I'm guessing "Animal Underworld" is going to be a lot like this clip, except with grosser stunts ("Watch me drink this lemur piss!") and more public advocacy for not doing horrible things to animals ("Please don't capture endangered lemurs to drink their piss, good sir"). According to National Geographic's senior V.P.:

"It’s really an investigation into our relationship with animals," he says. "It's covering the full range from the off-beat and quirky to the potentially illicit. And our approach to [the latter] is to make sure that we’re obviously not encouraging that behavior."

And obviously, the show is not going to be some voyeuristic partaking like "Animal Hoarding," on Animal Planet, which is apparently a real thing. How is "Animal Hoarding" different from A&E's "Hoarders," since half the time the people are hoarding animals on that show anyway? Well, either way, "Animal Underworld" is not going to be that at all. Although there will be a segment that has been described thusly:

Rollins visits Arizona’s Road Kill Café, where the menu features not-so-exotic fare. And he meets people who consume things you would not find on the menu even at the Road Kill, like frog smoothies and tarantulas -- the former because it supposedly increases virility and the latter for medicinal purposes.

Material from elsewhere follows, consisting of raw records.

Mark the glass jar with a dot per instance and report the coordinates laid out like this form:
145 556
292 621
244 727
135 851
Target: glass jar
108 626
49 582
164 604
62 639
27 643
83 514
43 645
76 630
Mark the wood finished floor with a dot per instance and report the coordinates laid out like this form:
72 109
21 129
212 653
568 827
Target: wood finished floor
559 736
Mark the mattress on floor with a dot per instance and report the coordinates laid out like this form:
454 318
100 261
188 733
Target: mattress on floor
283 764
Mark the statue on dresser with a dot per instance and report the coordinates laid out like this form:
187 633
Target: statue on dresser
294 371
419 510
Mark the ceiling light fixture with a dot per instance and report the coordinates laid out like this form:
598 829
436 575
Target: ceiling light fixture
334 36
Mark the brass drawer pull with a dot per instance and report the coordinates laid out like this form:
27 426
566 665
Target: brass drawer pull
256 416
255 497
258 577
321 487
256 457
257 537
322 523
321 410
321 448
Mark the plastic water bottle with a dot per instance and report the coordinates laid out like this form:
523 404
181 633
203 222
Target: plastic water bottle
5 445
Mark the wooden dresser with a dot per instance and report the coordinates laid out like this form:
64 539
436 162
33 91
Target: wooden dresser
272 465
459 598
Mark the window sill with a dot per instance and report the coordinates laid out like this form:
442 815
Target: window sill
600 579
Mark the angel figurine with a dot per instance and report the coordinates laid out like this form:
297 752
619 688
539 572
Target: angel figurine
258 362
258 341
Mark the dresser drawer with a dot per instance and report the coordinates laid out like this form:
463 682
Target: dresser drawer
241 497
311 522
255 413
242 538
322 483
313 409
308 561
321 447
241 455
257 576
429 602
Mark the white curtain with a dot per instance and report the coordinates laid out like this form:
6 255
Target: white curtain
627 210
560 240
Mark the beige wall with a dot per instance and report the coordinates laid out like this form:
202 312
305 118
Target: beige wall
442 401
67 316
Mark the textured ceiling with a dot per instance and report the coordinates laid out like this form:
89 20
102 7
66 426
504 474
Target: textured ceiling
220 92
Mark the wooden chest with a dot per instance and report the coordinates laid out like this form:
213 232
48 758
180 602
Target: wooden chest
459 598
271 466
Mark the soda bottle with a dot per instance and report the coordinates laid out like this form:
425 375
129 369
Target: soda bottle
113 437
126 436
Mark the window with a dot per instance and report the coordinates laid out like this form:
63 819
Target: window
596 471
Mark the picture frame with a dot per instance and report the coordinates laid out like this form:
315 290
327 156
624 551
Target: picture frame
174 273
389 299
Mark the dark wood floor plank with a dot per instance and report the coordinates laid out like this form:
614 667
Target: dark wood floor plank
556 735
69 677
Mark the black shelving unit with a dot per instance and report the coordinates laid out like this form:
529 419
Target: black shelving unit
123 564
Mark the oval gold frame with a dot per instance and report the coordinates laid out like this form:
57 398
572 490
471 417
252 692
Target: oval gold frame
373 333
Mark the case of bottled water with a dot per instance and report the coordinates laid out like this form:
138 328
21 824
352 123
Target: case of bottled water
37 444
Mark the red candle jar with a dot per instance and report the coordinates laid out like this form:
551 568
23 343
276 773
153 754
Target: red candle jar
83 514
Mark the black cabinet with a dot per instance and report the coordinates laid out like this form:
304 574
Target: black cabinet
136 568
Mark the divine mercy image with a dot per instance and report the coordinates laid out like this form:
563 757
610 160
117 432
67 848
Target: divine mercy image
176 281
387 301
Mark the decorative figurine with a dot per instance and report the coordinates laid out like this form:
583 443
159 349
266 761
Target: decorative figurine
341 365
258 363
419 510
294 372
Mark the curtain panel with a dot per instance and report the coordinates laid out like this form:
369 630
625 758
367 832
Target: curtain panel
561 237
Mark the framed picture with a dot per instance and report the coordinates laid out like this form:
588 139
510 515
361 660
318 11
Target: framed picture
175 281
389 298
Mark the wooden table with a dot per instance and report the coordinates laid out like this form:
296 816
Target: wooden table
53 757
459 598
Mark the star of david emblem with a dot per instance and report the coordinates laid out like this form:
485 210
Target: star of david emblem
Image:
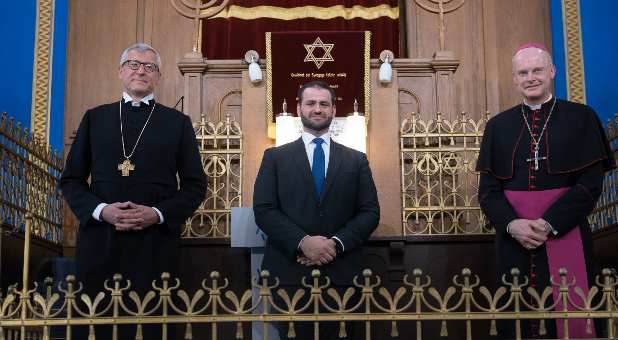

Which, you know, kind of sounds worse than animal hoarding. Maybe Rollins will scream at these people until they stop, adding a humanitarian factor to the proceeding?

Other series picked up by Nat Geo Wild include "Baby Animal Cam" and "Babies Gone Wild," the difference in the two being that the former uses entirely original footage and the latter uses clips of baby animals found on the Internet.